Mostly these were things like a little bouncing around and looseness
in the plot and a few odd emotional reactions from the characters.
Things like an extreme mood swing that wasn't properly motivated, etc.
In the second book, the plot issues smoothed out tremendously (although
there were a few bumps in the road), and the character things weren't so
extreme although I did think Simon Canderous, the main character, got
angry too often for extremely minor issues.

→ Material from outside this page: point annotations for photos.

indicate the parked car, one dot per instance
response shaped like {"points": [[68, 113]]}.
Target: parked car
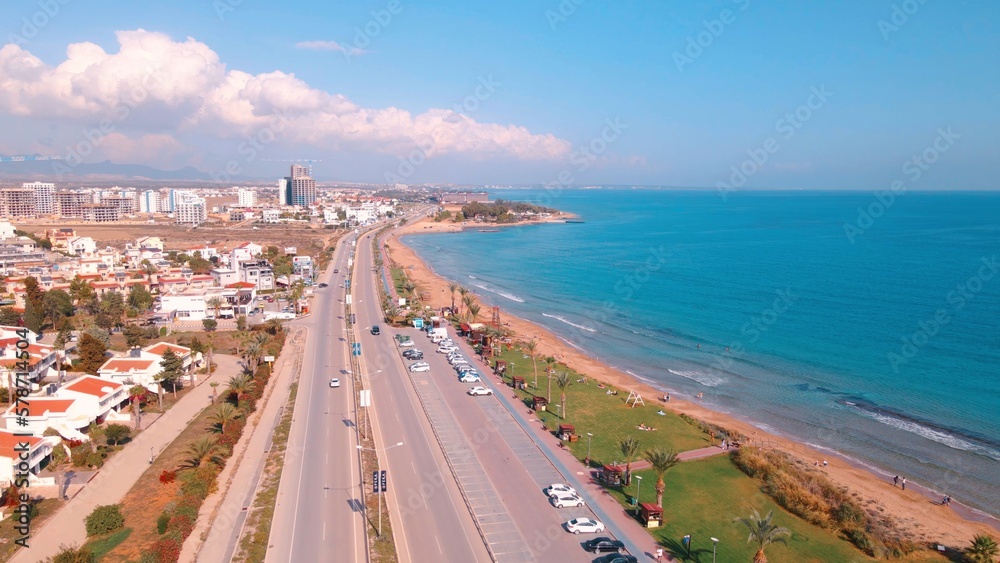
{"points": [[558, 488], [584, 525], [562, 500], [604, 544]]}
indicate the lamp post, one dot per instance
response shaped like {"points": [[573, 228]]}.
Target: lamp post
{"points": [[378, 469]]}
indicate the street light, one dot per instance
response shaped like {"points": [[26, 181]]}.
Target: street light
{"points": [[378, 468]]}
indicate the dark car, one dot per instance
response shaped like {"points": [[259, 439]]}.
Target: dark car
{"points": [[604, 544]]}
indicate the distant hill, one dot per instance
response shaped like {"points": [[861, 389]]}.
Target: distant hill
{"points": [[57, 170]]}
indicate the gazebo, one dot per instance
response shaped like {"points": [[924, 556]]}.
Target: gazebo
{"points": [[650, 515]]}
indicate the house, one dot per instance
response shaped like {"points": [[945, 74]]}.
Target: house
{"points": [[16, 452]]}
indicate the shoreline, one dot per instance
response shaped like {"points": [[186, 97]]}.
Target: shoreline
{"points": [[953, 526]]}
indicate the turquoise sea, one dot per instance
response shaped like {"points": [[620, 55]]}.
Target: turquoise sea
{"points": [[875, 336]]}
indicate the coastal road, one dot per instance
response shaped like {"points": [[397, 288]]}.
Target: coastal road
{"points": [[319, 504]]}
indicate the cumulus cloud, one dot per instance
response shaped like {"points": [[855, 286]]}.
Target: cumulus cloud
{"points": [[329, 46], [157, 86]]}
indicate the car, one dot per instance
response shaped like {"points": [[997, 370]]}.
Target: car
{"points": [[563, 500], [584, 525], [604, 544], [558, 488]]}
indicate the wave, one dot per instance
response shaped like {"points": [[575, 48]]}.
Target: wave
{"points": [[703, 378], [939, 435], [499, 292], [570, 323]]}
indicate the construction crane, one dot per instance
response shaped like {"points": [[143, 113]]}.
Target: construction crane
{"points": [[26, 158], [308, 162]]}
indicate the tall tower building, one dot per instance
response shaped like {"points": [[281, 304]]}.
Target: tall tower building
{"points": [[44, 196]]}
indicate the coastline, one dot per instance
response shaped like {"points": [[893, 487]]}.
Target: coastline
{"points": [[954, 525]]}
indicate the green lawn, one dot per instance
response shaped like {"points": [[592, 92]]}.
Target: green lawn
{"points": [[702, 499]]}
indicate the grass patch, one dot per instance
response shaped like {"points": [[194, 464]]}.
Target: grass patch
{"points": [[253, 545], [101, 546], [702, 499]]}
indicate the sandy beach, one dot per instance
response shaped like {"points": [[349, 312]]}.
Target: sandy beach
{"points": [[915, 509]]}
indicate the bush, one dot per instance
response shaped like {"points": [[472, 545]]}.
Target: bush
{"points": [[161, 522], [104, 519]]}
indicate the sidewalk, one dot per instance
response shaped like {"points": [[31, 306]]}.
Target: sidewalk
{"points": [[221, 517], [115, 479]]}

The third book is much more solid. The plot (involving vampires, but
not the expected way for an urban fantasy) was very straight forward
without any odd twists and turns. There were twists and turns, of
course, but they didn't feel thrown in. Everything happened for a
reason and for a purpose and the actions of the characters were dictated
by the plot, so there was no random "Simon goes here for no apparent
reason" kinds of things. (OK, there was ONE spot where I felt that
three scenes could have been accomplished in just two, but this is
minor.) As I said, the plot was tighter in the second, but it was MUCH
tighter and fluid in Dead Matter.
But what really impressed me most about this third book was the
advancement in the characterizations. The beginning of the book focuses
in on Simon and his relationship with his partner Connor. This is what
drives the plot forward at first. We also deal with Simon and Jane's
relationship. These relationships aren't necessarily complex, but the
plot depends on them, whereas in the past two novels the plot didn't.
Simon gets angry here, again, but not as extreme and his reasons for
getting angry make sense (again, there are one or two places where this
slips, but those are rare). This improvement in characterization
doesn't just apply to Simon, Connor, and Jane either. The main conflict
comes down to one of the Enchancellers named Allorah, and her back
story and emotional state are integral to the plot.
In addition, this book has some significant connections to what happened
in the second book. So overall, the characters and the plots are
getting much more complex, and the writing itself is improving
dramatically in each book. I'm looking forward to the fourth novel, Dead Waters, coming at the end of February.